Entering edit mode
16 days ago
analyst
▴
60
I am building snpeff database for NCBI refseq genome. I dwnloaded genes.gtf genes.gff cds.fa protein.fa and sequences.fa from same ftp link.
But i got this error while running either of following command:
java -Xmx20g -jar snpEff.jar build -gff3 -v genome_v1
java -Xmx20g -jar snpEff.jar build -v genome_v1
FATAL ERROR: No CDS checked. This might be caused by differences in
FASTA file transcript IDs respect to database's transcript's IDs.
Transcript IDs from database (sample): 'XM_006431091.2'
'XM_024182252.1' 'XM_024182438.1' 'XM_024182439.1'
'XM_006429412.2' 'XM_024182149.1' 'XM_006430710.2'
'XM_024182060.1' 'XM_006428645.2' 'XM_006445612.2'
'XM_006445611.2' 'XM_006445615.2' 'XM_006430691.2'
'XM_006430692.2' 'XM_024182465.1' 'XM_006429470.2'
'XM_006429473.2' 'XM_006446606.2' 'XM_024182649.1'
'XM_006446610.2' 'XM_006428812.2' 'XM_006428813.2'
Transcript IDs from database (fasta file):
'lcl|NW_006263303.1_cds_XP_006452193.1_1970'
'lcl|NW_006262339.1_cds_XP_006440622.1_9102' '2_24440'
'lcl|NW_006262139.1_cds_XP_024038273.1_21673'
'lcl|NW_006262339.1_cds_XP_006442058.1_10476'
'lcl|NW_006262022.1_cds_XP_006423168.1_27795'
'lcl|NW_006263303.1_cds_XP_006451035.1_891'
'lcl|NW_006262688.1_cds_XP_006448013.1_5822'
'lcl|NW_006262339.1_cds_XP_006444052.1_12383'
'lcl|NW_006262339.1_cds_XP_006443503.1_11819'
'lcl|NW_006262688.1_cds_XP_024046435.1_3831'
'lcl|NW_006263303.1_cds_XP_024033779.1_2199'
'lcl|NW_006263303.1_cds_XP_006453434.1_3099'
'lcl|NW_006262274.1_cds_XP_024042020.1_15390' '2_6397'
'lcl|NW_006262274.1_cds_XP_024042047.1_15690'
'lcl|NW_006262688.1_cds_XP_006449794.1_7524'
'lcl|NW_006262339.1_cds_XP_006445476.2_13697'
'lcl|NW_006262201.1_cds_XP_006433744.1_19705'
'lcl|NW_006262688.1_cds_XP_006445695.1_3582'
'lcl|NW_006263303.1_cds_XP_006450104.1_40'
'lcl|NW_006262274.1_cds_XP_006439100.1_17079'
My question is why this error when we download files from same source same version? Is it because I am using NCBI refseq files ?

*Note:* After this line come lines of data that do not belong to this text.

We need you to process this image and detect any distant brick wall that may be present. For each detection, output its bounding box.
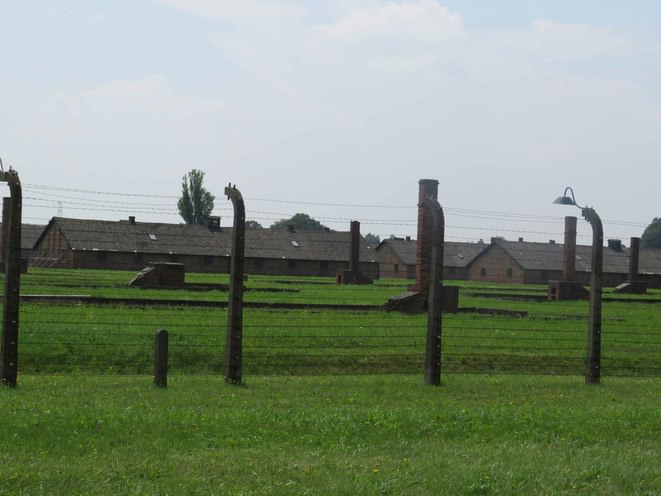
[467,245,526,283]
[57,250,379,278]
[33,227,74,267]
[377,244,415,279]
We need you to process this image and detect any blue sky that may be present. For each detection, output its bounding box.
[2,1,660,244]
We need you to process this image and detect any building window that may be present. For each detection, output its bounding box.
[448,267,456,275]
[170,254,179,263]
[480,267,486,277]
[133,252,143,263]
[254,258,263,270]
[204,255,213,266]
[394,264,399,273]
[97,251,107,261]
[319,260,329,271]
[287,259,297,270]
[507,267,513,278]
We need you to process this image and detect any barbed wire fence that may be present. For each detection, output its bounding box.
[14,303,661,377]
[21,182,648,244]
[4,184,660,380]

Can you indicate which specific files you downloaded from that link?
I had a quick look and though it is feasible to change files (and specifically feature names) such that the files correspond to each other (eg. removing the part from the cds ID up to 1_ , before the cds part) I suggest to contact the NCBI staff and ask why these does not correspond and/or what files you need to get to have a nice linked set of IDs.
That is given that you did the snpEff part commands and config correctly. Perhaps you made a mix-up in the config setttings?
Is it safe to add -noCheckCds -noCheckProtein in the command or will it skip important information in the resultant database:
Running above command completed successfully with few warnings.
Your valuable suggestions please?
That certainly is an option indeed. What those checks will do is to check if the sequence they derive from parsing the GTF/GFF file is compliant with the info that is provided in the fasta file version for the CDS and protein. And likely flag them if they don't but they should not do anything otherwise
So if you are confident enough in the info from the GTF/GFF file you can indeed omit those checks.
I used -noCheckCds -noCheckProtein parameters because I was getting this error:
Please provide your suggestions should i used built-in database for annotation of my variants? I was building database because built in database is for old version and i used updated version of my genome for analysis
If the cmdline you mentioned above is working for you, then yes go ahead with that one!
If the version you are now using of your genome is quite different from the one in the DB you will be better off to build your own updated DB indeed, for instance if the genome and the corresponding gene annotation has had a major update you likely will have to build your own version (if the changes are only minor, you could get away with the old version I guess).
If you decide to go for the old built-in version I suggest you do all the pre-processing steps of your analysis again (eg. read mapping etc) using the same version as the one in the built-in DB.
Dear lieven i renamed the headers in my cds fasta file: now i don't get that CDS not found fatal error:
but still warning:
Is it okay to have that warning?
goh, if there are not too many of those it could be fine indeed.
however, I see that you nearly got 50% of 'Not found' ones, that sounds too many unfortunately.